Kenya goes to elections again in about a year’s time, but already concerns are being raised that there could be a repeat of 2007/2008 when a disputed presidential election left more than 1,000 dead and over 600,000 homeless. Some leaders have warned that political tension persists in Rift Valley, the region which bore the brunt of Kenya’s post election in 2008. Bishop Cornelius Korir cited the fact that some people have chosen not to spend the nights in their homes because of the tension. President Kibaki’s advisor on ethnic relations, Raphael Tuju, has blamed joblessness amongst the youth and the failure of the Kazi kwa Vijana programme as providing tribal lords with idle youth to recruit into their armies.

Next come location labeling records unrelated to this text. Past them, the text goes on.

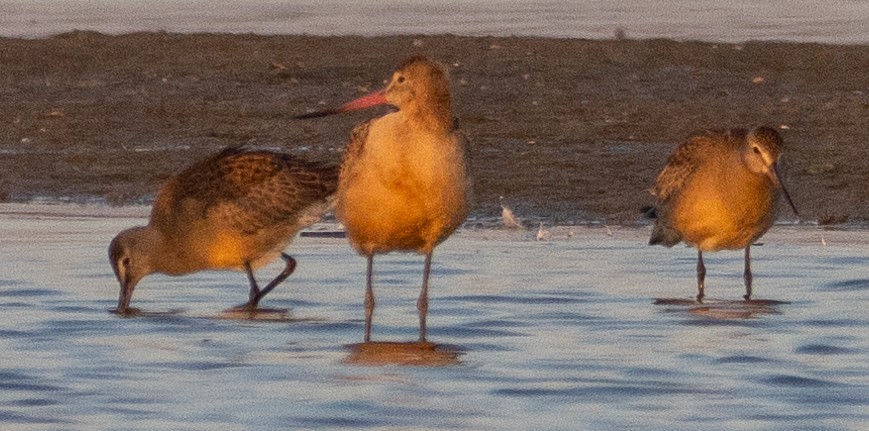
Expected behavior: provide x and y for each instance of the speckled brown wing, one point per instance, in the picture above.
(684, 161)
(250, 190)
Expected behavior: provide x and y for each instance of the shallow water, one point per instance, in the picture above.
(559, 334)
(837, 21)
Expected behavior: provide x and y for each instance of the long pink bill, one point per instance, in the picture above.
(367, 101)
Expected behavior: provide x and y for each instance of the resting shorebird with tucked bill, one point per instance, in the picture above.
(405, 183)
(718, 192)
(237, 210)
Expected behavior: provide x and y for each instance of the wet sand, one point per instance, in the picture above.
(568, 130)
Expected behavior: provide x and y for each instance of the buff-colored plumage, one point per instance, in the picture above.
(718, 192)
(405, 181)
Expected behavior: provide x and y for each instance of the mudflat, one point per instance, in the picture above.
(568, 130)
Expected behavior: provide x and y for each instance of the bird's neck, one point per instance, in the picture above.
(162, 257)
(434, 115)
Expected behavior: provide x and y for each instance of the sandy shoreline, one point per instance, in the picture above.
(568, 130)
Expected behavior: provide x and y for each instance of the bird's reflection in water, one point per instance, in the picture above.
(268, 314)
(393, 353)
(238, 313)
(719, 309)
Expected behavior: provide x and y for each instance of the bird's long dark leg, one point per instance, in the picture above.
(288, 269)
(747, 274)
(254, 288)
(369, 298)
(422, 302)
(701, 277)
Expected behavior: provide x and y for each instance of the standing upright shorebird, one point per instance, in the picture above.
(405, 183)
(717, 192)
(236, 210)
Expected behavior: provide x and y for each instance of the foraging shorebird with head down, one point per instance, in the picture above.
(718, 192)
(236, 210)
(405, 181)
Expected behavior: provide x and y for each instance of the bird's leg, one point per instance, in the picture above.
(254, 288)
(288, 269)
(701, 277)
(422, 302)
(369, 298)
(747, 274)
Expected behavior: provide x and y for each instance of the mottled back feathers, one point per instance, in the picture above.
(247, 189)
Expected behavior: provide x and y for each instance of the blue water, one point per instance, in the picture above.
(834, 21)
(560, 334)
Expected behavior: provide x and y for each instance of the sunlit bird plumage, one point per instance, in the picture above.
(718, 192)
(405, 181)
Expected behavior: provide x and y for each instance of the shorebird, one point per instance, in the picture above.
(717, 192)
(405, 183)
(236, 210)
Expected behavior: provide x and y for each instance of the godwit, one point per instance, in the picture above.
(237, 210)
(717, 192)
(405, 183)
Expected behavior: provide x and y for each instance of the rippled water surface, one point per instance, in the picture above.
(558, 334)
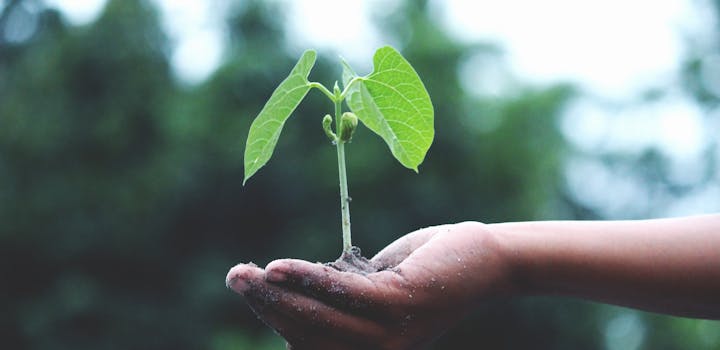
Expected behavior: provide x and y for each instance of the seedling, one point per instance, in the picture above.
(391, 101)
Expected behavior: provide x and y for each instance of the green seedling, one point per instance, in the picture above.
(391, 101)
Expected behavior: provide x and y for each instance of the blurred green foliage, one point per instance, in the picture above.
(121, 205)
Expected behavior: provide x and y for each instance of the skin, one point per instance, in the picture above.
(432, 277)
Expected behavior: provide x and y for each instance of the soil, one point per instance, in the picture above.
(353, 261)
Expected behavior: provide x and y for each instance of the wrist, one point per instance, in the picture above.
(512, 249)
(496, 267)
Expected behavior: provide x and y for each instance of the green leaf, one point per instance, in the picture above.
(265, 129)
(393, 102)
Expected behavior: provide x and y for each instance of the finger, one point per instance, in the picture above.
(397, 251)
(300, 317)
(344, 290)
(239, 275)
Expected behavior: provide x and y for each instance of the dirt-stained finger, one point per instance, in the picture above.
(344, 290)
(288, 311)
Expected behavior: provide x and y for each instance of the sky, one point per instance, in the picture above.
(614, 50)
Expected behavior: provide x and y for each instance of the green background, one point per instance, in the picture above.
(122, 209)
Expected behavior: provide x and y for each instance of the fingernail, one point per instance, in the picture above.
(275, 276)
(237, 284)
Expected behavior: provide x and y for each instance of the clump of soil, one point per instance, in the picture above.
(353, 261)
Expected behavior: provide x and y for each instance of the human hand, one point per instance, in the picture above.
(428, 280)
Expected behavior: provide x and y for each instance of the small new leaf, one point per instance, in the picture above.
(393, 102)
(348, 123)
(327, 127)
(265, 129)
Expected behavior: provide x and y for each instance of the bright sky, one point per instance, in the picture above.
(612, 47)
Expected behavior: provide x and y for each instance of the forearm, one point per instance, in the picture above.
(667, 265)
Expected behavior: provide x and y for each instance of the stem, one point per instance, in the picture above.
(344, 197)
(323, 89)
(347, 87)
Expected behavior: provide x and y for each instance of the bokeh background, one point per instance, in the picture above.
(122, 130)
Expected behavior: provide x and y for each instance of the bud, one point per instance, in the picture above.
(327, 122)
(348, 123)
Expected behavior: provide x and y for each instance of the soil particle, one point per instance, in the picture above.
(353, 261)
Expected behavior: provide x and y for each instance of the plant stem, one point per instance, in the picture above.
(344, 197)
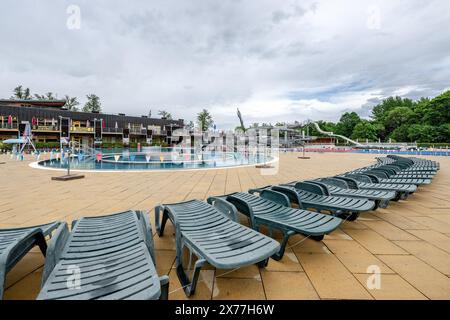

Over 30 people have so far been arrested in an operation to crack down on illegal encroachment and settlement in the national forest reserves in Kibaale district that started on Monday, 13 June. The operation which started last week in Kangombe Central Forest Reserve was mounted by National Forestry Authority (NFA) with the help of police. However, Deo Ndabiyareza, one of the encroachers, claimed that some encroachers bought land in the reserves. 'They very well know it that some of us came into the forest and the old settlers sold land to us. We cannot accept to leave this land because we have already planted crops,' he said.

The Governor of the Central Bank says President Museveni’s erratic policies and the government’s fiscal indiscipline have led to higher inflation and declining foreign reserves, a UK-based newspaper reported. Mr Emmanuel Tumusiime-Mutebile told the Financial Times newspaper that he had disagreed with Mr Museveni over the decision to spend $740 million on jet fighters, which has pushed reserves down from six to four months of import cover. The Ministry of Defence, under President Museveni’s directive, withdrew a reported $400 million (Shs960 billion) from the Central Bank to pay for the fighter jets without parliamentary approval.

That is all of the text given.